# Anybody shooting the new Martin Firecat Pro X



## physhstyx (May 22, 2004)

I am in the market for a new bow. I currently upgraded my current Martin to new optics and rest and it's still a good bow but I want a new model. I have been looking at the top names, Mathews, Bowtech, Hoyt, etcc but this new Firecat Pro X looks like a really nice bow. It shoots 315 consistantly on the chronograph advertised speed is 335-345 . See the video of the 2008 model ( link attached).

I would like your opinions of this Bow as I am gravitating to this bow. I have always tried to buy what works for me and not just what the masses are buying. So throw out your experiences if you have one.

Also just a side note. I just purchased a Mission Eliminator for my son (packaged deal) and this is a smoking deal and a great bow.

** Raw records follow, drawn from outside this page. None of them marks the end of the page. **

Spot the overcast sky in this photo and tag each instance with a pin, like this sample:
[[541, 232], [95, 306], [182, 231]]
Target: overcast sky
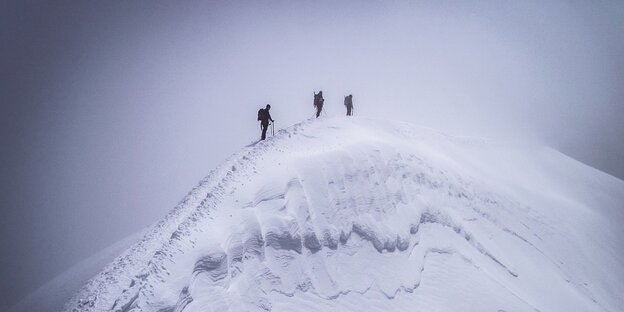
[[112, 110]]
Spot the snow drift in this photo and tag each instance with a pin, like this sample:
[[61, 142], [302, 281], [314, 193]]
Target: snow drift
[[360, 214]]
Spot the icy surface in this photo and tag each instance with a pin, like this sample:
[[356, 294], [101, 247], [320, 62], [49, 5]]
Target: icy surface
[[367, 215]]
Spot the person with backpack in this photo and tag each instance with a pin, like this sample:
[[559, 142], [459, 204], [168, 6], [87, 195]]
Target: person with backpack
[[318, 102], [349, 104], [264, 116]]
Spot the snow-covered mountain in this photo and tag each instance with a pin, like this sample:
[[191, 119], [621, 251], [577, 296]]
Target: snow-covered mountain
[[353, 214]]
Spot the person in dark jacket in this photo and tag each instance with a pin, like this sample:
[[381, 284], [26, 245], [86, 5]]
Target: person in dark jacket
[[264, 116], [318, 102], [349, 104]]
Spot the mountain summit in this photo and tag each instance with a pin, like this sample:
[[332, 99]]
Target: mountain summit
[[354, 214]]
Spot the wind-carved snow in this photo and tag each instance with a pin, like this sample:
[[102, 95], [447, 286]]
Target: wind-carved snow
[[359, 214]]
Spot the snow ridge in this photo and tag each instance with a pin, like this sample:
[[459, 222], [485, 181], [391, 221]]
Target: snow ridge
[[352, 213]]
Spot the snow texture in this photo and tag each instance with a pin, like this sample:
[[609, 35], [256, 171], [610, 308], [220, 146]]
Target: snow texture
[[361, 214]]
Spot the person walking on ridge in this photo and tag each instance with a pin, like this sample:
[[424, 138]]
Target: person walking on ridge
[[264, 116], [318, 102], [349, 104]]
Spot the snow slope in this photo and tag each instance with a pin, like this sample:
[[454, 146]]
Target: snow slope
[[368, 215]]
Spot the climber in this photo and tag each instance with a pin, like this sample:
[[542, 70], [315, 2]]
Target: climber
[[264, 116], [349, 104], [318, 102]]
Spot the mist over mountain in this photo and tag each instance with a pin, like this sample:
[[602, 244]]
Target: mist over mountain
[[360, 214]]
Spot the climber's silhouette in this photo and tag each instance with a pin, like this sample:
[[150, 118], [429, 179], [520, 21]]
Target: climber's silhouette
[[318, 102], [349, 104], [264, 116]]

Here is the link on the stats for the Firecat:
http://www.martinarchery.com/firecat.php

Here is the video of the 2008 model Pro X when it made it's debut:





Larry
:texasflag


----------



## asolde (May 22, 2004)

Sounds like you got your mind made up. Is there any place where you can try one out? Myself if I were to buy a new bow it would be a mathews. Instead of buying a vertical bow I bought a new excalibur phoenix crossbow.


----------